Sound Advice: Brotherhood by Antigen Shift

The industrial duo's latest album tests the boundaries of their genre.

Antigen Shift

Industrial music has made a big comeback in the last few years. Artists such as Zola Jesus, Light Asylum, Youth Code, and Toronto’s own Trust have all been making music that would have fit right in on Wax Trax! Records circa 1991. The trick is, they don’t call it industrial music—it’s darkwave or synthpop or dark synth, or anything but industrial. Industrial is for people with light-up hair, decked out in PVC and trench coats. Industrial isn’t cool.

On their new album, Brotherhood, half-Torontonian, half-Ottawan duo Antigen Shift present a sort of mirror image to this trend. While the band is proud of its roots in goth and industrial—both members have been active in the scene in one way or another for more than a decade—they’ve managed to make an album of eclectic industrial music that would be equally at home being played at Veld as at Darkrave. It’s dark without lapsing into self-parody, catchy without being boring or refusing to push boundaries.

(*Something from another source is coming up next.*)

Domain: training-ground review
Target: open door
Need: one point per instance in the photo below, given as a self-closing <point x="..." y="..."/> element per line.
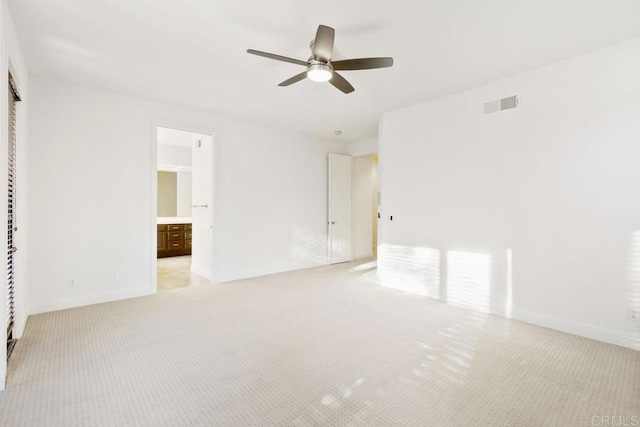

Brotherhood contains a more diverse array of sounds than any record we’ve recently heard, yet Anntigen Shift has somehow managed to work its varied influences into a cohesive package. “Godkrusher” slowly builds from strange glitchy synth squelches and asynchronous percussion before diving into five minutes of grab-you-by-the-throat metal-guitar-meets-jungle-breakbeats breakcore. “Breakaway” is the polar opposite: comparatively minimal, midway between a song and a soundscape, based around pianos, light snares, and something that sounds like a jet taking off. The mixture of aggressive percussion and uplifting synths on “Console Nation,” meanwhile, owes at least as much to Utah Saints as it does to Frontline Assembly.

“Reborn1130” is far and away the most commercially accessible song on the album. It comes remarkably close to being big-room electro-house, but with the synths a little more distorted, the chord progressions a little darker, and a merciful lack of “wait for the drop” gimmickry. It’s an EDM song for adults. “Legion,” on the other hand, is about as close as Brotherhood comes to old fashioned ‘90s industrial, with its furious choppy guitar, crescendoing keys, four-four thump and movie dialogue samples.

Brotherhood is a big, ambitious record that attempts to cover a lot of ground, and succeeds. It’s catchy and kinetic enough to compel you to dance, but layered and complex enough that it merits repeated, thoughtful, alone-with-headphones listenings. It wears its industrial roots proudly, but isn’t tied down by them. Maybe industrial is cooler than we thought.